Fortunatamente, questo strano anfibio non è a rischio di estinzione. Secondo la Lista Rossa dell’Unione Internazionale per la Conservazione della Natura (IUCN), questa è una specie di minor preoccupazione. Tuttavia, ciò non significa che sia esente da qualsiasi pericolo, poiché le informazioni su questa specie sono ancora minime.

Infatti, con il progredire delle analisi morfologiche, vengono identificate e riclassificate nuove specie di questo tipo di rana.

Uno dei motivi per cui dobbiamo stare attenti con questa specie è il suo status di microendemismo. Essendo abitanti di regioni naturali molto specifiche, la perdita del loro habitat può essere catastrofica. Questa mancanza di nicchia potrebbe causare la sua estinzione in un brevissimo intervallo di tempo.

Una rana goccia d'oro apre la bocca.

Ricorda che i colori potrebbero avvisarti di un pericolo imminente, non sottovalutarli mai. Sebbene questa regola non sia sempre soddisfatta, non fa male tenerne conto. Allo stesso modo, non maneggiare nessuna specie che non conosci e a meno che non abbia colori così colorati.

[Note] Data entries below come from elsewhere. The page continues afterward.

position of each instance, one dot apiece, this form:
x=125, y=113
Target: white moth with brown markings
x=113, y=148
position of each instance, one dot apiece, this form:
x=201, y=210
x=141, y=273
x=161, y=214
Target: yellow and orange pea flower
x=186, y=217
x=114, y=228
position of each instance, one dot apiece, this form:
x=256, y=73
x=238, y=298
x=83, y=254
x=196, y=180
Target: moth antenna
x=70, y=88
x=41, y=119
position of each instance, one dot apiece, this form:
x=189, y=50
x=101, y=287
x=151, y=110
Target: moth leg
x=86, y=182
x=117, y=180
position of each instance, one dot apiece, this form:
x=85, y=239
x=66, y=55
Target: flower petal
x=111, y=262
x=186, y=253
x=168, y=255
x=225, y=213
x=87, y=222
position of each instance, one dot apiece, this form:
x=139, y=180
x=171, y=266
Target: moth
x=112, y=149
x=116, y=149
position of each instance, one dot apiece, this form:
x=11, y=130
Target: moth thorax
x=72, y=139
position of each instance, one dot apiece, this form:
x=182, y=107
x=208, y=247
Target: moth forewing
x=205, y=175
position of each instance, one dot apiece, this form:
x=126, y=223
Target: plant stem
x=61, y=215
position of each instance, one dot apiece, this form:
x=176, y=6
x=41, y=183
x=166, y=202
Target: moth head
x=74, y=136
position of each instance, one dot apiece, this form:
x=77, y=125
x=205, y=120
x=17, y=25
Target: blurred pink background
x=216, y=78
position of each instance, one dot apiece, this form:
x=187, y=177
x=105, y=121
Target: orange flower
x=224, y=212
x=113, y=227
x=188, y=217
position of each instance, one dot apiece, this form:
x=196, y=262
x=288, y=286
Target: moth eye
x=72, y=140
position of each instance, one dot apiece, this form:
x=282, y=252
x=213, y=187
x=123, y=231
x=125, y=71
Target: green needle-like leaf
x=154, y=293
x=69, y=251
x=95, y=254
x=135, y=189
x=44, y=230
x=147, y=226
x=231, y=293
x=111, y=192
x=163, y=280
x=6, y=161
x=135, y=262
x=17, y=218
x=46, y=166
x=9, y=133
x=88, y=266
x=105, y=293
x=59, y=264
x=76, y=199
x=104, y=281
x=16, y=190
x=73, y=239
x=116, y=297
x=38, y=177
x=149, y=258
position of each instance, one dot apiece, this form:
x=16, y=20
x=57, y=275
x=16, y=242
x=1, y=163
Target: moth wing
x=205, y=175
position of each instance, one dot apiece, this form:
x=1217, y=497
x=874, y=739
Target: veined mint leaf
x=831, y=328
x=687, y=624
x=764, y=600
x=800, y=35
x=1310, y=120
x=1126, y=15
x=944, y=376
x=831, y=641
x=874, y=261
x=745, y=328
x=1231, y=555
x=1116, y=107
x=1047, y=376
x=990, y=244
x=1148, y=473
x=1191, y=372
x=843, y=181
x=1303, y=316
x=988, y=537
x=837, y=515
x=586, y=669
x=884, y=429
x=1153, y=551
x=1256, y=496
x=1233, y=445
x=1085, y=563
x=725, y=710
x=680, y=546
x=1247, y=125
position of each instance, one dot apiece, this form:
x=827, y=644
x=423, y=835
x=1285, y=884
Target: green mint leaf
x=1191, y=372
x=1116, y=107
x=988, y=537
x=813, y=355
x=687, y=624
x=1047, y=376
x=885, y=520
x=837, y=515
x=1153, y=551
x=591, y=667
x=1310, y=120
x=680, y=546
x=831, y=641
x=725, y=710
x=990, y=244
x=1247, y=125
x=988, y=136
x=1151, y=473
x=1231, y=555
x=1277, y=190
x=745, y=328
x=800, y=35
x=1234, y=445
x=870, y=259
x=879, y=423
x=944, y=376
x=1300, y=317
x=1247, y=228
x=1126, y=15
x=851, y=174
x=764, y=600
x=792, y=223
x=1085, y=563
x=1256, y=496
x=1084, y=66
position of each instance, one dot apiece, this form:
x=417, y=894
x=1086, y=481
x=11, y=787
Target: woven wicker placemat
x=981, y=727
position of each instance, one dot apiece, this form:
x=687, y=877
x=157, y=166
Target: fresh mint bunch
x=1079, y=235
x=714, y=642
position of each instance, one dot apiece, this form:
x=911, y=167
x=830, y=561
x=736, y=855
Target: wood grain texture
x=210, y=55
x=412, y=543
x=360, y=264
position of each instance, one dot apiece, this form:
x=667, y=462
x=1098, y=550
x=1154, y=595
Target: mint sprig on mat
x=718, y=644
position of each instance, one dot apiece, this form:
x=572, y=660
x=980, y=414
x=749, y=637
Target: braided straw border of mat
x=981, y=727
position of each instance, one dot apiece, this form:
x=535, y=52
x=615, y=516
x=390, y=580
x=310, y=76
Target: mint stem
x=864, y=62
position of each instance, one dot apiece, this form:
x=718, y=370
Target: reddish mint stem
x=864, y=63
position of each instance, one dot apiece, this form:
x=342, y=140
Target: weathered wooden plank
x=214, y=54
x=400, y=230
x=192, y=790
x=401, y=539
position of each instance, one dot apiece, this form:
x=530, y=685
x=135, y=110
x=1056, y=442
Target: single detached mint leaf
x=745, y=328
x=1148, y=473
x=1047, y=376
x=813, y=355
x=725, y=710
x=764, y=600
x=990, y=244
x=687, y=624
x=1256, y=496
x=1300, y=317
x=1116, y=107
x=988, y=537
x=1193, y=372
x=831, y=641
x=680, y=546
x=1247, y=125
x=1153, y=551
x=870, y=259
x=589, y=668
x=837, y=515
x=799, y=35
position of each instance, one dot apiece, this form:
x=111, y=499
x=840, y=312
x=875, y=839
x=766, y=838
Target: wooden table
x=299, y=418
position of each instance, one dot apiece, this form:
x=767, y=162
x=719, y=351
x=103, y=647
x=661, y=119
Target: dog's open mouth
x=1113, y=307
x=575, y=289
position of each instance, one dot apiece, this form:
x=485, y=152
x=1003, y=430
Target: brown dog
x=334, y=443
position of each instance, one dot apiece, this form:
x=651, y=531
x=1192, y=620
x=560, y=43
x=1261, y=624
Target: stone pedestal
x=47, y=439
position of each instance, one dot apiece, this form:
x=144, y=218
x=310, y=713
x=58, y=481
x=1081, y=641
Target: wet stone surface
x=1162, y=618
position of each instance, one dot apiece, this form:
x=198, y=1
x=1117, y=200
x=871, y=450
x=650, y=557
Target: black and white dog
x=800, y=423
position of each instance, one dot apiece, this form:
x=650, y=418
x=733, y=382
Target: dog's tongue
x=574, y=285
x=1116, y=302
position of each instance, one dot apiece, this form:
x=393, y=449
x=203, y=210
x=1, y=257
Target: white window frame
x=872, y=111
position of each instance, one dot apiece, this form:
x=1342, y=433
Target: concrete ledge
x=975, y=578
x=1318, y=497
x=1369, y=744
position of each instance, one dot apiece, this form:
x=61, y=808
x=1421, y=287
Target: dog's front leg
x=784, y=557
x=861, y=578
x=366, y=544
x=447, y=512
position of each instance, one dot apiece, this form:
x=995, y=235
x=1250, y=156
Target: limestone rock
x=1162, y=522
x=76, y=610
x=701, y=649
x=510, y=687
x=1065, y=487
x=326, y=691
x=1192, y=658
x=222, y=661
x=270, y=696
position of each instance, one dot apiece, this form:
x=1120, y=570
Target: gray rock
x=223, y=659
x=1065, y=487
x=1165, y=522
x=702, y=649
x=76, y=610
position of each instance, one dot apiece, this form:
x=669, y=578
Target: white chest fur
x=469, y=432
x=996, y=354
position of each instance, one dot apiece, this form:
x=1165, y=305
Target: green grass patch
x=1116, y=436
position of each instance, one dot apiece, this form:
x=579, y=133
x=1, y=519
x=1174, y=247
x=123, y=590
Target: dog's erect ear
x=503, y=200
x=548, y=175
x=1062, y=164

  • Nunes, I., Guimarães, C. S., Moura, P. H. A., Pedrozo, M., de Toledo Moroti, M., Castro, L. M., … & Muscat, E. (2021). Hidden by the name: A new fluorescent pumpkin toadlet from the Brachycephalus ephippium group (Anura: Brachycephalidae). Plos one16(4), e0244812.
  • Clemente-Carvalho, R. B. G., Alves, A. C. R., Perez, S. I., Haddad, C. F. B., & Dos Reis, S. F. (2011). Morphological and molecular variation in the Pumpkin Toadlet, Brachycephalus ephippium (Anura: Brachycephalidae). Journal of Herpetology45(1), 94-99.
  • Clemente-Carvalho, R. B. G., Monteiro, L. R., Bonato, V., Rocha, H. S., Pereira, G. R., Oliveira, D. F., … & Dos Reis, S. F. (2008). Geographic variation in cranial shape in the pumpkin toadlet (Brachycephalus ephippium): a geometric analysis. Journal of Herpetology42(1), 176-185.
  • Sebben, A., Schwartz, C. A., Valente, D., & Mendes, E. G. (1986). A tetrodotoxin-like substance found in the Brazilian frog Brachycephalus ephippium. Toxicon24(8), 799-806.
  • Pombal Jr, J. P., Sazima, I., & Haddad, C. F. (1994). Breeding behavior of the pumpkin toadlet, Brachycephalus ephippium (Brachycephalidae). Journal of Herpetology, 516-519.
  • Almeida-Santos, M., Siqueira, C. C., Van Sluys, M., & Rocha, C. F. D. (2011). Ecology of the Brazilian flea frog Brachycephalus didactylus (Terrarana: Brachycephalidae). Journal of Herpetology45(2), 251-255.
  • Pie, M. R., Meyer, A. L., Firkowski, C. R., Ribeiro, L. F., & Bornschein, M. R. (2013). Understanding the mechanisms underlying the distribution of microendemic montane frogs (Brachycephalus spp., Terrarana: Brachycephalidae) in the Brazilian Atlantic Rainforest. Ecological Modelling250, 165-176.